Прямая. На мой взгляд, православие не смогло найти своей экономической доктрины. И вообще оно действует в русле, скорее, небесного отечества, чем земного. Христианство считает: надо терпеть и смиряться, потому что «нет власти не от Бога». Если бы апостол Павел знал, как будут перетолкованы эти его слова, он бы их не написал. Получается, что и Гитлер от Бога, и Сталин от Бога, и Путин от Бога. И сами мы не отвечаем за то, что происходит у нас в стране. Попытки отдельных богословов вроде отца Александра Меня объяснить, что апостол Павел имел в виду совсем другое, у нас никогда не приветствовались. Еще один важный момент — отношение православия к богатству. Христианство в целом очень плохо относится к богатству и готово терпеть состоятельных людей, если они будут давать деньги церкви. В Евангелии недвусмысленно сказано: легче верблюду пройти сквозь игольное ушко, чем богатому войти в царствие небесное. Католики и протестанты сумели это преодолеть и перетолковать, а православные — нет. У нас и времени-то на это не было. Когда русские приняли христианство, они были дикими язычниками, и они сразу получили все: Евангелие, Ветхий Завет, богословские труды, семь Вселенских соборов, крестово-купольный храм, икону, фреску, Псалтырь. У нас ушло шесть веков на то, чтобы всем этим овладеть и перевести на русский язык. Христианство приняли в конце IX века, а первый полный текст Библии на церковнославянском языке, Геннадиевская Библия, — это 1498 год. Потом язык очень быстро ушел вперед, и мы еще лет сто бились за перевод Библии с малопонятного церковнославянского на русский. А служба у нас до сих пор ведется на церковнославянском.

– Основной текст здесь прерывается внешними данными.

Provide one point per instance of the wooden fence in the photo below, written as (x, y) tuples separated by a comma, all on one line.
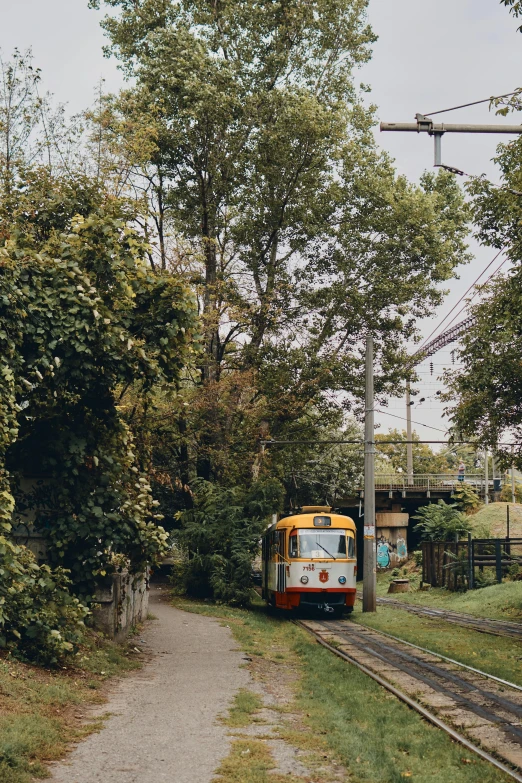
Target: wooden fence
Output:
[(453, 564)]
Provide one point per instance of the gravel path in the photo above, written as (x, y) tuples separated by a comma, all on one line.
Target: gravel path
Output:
[(163, 719)]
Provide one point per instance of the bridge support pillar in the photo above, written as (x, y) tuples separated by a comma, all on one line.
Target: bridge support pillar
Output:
[(391, 535)]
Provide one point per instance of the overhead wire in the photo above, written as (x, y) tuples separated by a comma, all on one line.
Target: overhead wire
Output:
[(473, 103), (475, 294), (461, 299), (393, 415)]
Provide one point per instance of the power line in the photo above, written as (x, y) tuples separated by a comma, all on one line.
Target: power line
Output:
[(499, 267), (377, 410), (474, 103), (460, 300)]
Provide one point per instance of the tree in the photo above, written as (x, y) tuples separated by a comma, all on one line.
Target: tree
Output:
[(515, 8), (488, 388), (82, 318), (278, 208), (220, 536), (425, 460), (440, 522)]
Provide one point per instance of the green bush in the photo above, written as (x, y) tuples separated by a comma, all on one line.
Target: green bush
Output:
[(466, 499), (220, 537), (40, 621), (506, 495), (485, 578), (440, 522)]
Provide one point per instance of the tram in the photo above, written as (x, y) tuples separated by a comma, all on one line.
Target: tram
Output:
[(309, 561)]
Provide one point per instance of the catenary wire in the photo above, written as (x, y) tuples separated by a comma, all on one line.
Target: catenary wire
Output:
[(377, 410), (499, 267), (473, 103), (461, 298)]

И церковь наша живет по календарю, который на две недели отстает от мирового.

Какие реформы были приняты на втором ватиканском соборе?

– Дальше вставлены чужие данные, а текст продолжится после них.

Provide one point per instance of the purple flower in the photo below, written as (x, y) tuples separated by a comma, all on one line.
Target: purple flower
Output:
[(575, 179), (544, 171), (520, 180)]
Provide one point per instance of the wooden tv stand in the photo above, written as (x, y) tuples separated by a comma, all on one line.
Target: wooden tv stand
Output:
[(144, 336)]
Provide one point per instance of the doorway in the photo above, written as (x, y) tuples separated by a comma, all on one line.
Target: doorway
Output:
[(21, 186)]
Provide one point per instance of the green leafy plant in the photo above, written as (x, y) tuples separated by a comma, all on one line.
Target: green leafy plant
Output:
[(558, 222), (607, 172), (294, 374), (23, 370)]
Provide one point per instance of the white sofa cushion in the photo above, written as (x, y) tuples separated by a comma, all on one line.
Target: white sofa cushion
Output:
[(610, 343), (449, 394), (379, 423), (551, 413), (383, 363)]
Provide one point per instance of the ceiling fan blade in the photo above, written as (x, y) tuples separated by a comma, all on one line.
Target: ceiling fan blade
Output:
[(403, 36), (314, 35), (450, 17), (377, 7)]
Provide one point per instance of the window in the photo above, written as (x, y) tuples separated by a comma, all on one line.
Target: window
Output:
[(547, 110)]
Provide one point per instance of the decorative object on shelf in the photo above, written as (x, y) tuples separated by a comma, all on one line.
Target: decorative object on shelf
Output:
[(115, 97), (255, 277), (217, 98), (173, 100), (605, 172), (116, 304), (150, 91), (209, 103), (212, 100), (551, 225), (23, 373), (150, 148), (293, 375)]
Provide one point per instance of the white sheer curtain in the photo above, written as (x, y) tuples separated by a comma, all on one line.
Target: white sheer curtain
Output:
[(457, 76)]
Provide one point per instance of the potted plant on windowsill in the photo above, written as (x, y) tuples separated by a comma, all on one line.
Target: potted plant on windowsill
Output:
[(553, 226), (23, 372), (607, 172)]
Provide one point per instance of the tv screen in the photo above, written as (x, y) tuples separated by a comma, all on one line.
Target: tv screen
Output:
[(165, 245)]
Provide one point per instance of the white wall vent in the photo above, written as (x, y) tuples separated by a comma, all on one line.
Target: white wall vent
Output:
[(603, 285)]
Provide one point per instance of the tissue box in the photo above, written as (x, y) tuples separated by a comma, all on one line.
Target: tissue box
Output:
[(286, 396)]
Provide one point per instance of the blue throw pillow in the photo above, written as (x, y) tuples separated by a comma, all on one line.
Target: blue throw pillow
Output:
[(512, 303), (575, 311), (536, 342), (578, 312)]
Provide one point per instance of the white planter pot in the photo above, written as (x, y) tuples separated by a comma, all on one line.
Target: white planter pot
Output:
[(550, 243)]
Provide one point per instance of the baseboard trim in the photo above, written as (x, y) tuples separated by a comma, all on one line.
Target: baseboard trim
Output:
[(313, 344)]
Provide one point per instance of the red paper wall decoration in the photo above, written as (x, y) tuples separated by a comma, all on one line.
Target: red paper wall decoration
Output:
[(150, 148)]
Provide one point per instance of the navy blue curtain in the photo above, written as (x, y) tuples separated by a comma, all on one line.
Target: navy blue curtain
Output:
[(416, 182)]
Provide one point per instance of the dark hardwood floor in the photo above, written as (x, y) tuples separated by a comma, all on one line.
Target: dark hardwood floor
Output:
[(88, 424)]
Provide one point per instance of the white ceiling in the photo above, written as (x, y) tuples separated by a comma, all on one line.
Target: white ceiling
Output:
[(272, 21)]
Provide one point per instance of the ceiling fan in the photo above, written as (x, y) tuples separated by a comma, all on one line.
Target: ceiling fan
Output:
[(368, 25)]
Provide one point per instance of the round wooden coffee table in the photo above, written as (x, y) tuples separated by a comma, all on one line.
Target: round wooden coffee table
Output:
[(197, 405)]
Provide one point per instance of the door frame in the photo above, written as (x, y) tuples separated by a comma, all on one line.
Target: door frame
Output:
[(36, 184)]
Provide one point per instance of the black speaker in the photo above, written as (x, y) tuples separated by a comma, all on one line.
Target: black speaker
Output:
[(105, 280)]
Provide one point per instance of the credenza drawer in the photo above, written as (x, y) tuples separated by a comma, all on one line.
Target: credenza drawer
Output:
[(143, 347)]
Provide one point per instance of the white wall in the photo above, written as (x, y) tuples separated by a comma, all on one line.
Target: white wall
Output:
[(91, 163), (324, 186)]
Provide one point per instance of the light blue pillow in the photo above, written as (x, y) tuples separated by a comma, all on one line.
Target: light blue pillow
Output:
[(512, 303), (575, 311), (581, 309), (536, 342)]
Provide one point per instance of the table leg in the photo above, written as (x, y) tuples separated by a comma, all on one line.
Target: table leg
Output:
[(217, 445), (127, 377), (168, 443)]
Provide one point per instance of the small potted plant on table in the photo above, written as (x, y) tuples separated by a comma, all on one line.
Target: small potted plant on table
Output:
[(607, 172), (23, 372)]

На этом соборе четко оговорили отношения церкви с государством, перевели службу с латыни на современные языки, значительно оживили социальную деятельность церкви (малые братства, помощь нуждающимся и так далее), призвали к активному участию церкви в политике — безусловно, со своих позиций, то есть христианско-демократических, христианско-консервативных и пр. Сейчас, как я уже сказала, нам до этого собора очень далеко. Однако нельзя забывать, что в начале ХХ века православная церковь тоже выходила на уровень системных реформ. Поместный собор 1917—1918 годов — это лучшее, что происходило с нашей церковью. Его участники предлагали ограничить власть епископа, утвердить права прихода, позволить мирянам играть большую роль в жизни церкви, восстановить женские служения, перейти на новый календарь, перевести службу на современный язык, оживить миссионерство и социальное служение. Часть этих реформ собор успел принять. В частности, было принято постановление, запрещающее отлучать от церкви за политическую деятельность (были восстановлены в сане многие политические деятели, например, отец Григорий Петров, принимавший активное участие в революции 1905 года). Потом началась гражданская война, и Собор больше не собирался.

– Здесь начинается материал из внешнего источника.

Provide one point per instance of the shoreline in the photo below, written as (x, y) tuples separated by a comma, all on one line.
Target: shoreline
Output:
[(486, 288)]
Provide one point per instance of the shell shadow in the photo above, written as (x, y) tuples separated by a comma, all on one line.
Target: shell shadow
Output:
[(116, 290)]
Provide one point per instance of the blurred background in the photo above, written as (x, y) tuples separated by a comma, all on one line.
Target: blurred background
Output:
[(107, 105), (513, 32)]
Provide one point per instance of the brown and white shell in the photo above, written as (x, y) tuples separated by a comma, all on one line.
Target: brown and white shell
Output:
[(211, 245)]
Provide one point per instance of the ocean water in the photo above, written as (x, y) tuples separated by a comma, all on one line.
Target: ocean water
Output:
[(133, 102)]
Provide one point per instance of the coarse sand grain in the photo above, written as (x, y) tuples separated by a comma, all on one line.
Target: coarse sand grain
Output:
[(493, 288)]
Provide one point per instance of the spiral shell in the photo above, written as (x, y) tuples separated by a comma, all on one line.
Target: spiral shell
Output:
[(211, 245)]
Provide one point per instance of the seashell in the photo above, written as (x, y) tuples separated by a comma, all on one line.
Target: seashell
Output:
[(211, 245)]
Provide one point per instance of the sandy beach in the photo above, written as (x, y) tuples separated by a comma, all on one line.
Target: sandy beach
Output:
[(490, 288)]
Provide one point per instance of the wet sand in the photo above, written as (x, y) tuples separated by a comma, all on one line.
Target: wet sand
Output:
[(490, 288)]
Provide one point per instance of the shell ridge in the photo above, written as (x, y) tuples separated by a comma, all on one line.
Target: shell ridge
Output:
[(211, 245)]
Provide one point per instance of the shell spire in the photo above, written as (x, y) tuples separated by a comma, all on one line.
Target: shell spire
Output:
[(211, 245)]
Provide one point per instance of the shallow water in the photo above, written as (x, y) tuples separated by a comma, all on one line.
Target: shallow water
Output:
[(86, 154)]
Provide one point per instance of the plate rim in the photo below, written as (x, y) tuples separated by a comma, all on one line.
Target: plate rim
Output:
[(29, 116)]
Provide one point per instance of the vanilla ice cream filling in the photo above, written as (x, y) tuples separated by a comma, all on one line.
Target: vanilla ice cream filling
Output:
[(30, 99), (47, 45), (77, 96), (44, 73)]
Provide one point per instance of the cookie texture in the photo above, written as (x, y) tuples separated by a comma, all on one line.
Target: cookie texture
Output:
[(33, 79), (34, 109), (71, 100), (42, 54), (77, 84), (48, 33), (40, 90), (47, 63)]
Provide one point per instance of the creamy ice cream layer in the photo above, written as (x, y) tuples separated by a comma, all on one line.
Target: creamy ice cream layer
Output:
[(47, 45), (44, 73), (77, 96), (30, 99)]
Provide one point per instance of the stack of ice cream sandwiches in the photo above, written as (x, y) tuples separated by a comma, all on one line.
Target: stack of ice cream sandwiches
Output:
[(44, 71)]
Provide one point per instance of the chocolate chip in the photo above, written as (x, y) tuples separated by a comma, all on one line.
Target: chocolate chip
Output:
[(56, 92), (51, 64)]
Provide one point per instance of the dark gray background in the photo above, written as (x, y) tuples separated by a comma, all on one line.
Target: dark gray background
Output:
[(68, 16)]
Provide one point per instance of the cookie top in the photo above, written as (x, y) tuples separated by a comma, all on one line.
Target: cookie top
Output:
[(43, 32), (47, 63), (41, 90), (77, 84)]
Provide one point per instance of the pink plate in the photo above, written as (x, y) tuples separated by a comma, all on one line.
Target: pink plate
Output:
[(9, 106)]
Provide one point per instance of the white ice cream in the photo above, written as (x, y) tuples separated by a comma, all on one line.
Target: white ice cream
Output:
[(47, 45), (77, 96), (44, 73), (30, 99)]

Но ведь на этом соборе были приняты какие-то важные решения. Действуют ли они до сих пор?

В православии с канонами творится нечто странное. У нас действуют все каноны, начиная с византийских. Никто ничего никогда не отменял (в том числе и решения Собора 1917— 1918 годов), просто сделали вид, что «неудобных» канонов не существует. И что характерно, многие каноны противоречат друг другу. Яркий пример: по византийским канонам воина, обагрившего руки кровью, полагается отлучать от причастия на несколько лет, чтобы он очистился. Потому что есть заповедь «не убий». Этот канон никто не отменял. И вот, пожалуйста: святая Варвара и Илья Муромец — покровители ракетных войск стратегического назначения, архангел Михаил — покровитель военных летчиков. В чем же дело? Ответ прост: наша церковь дружит с государством и «укрепляет» его обороноспособность. Кстати, к вопросу о модернизации православной церкви: выполнение программы собора 1917—1918 годов могло бы в значительной степени способствовать ее оздоровлению. Конечно, с тех пор прошло уже почти 100 лет, поэтому в эти положения необходимо внести коррективы, но в целом, на мой взгляд, это прекрасная основа для начала реформации.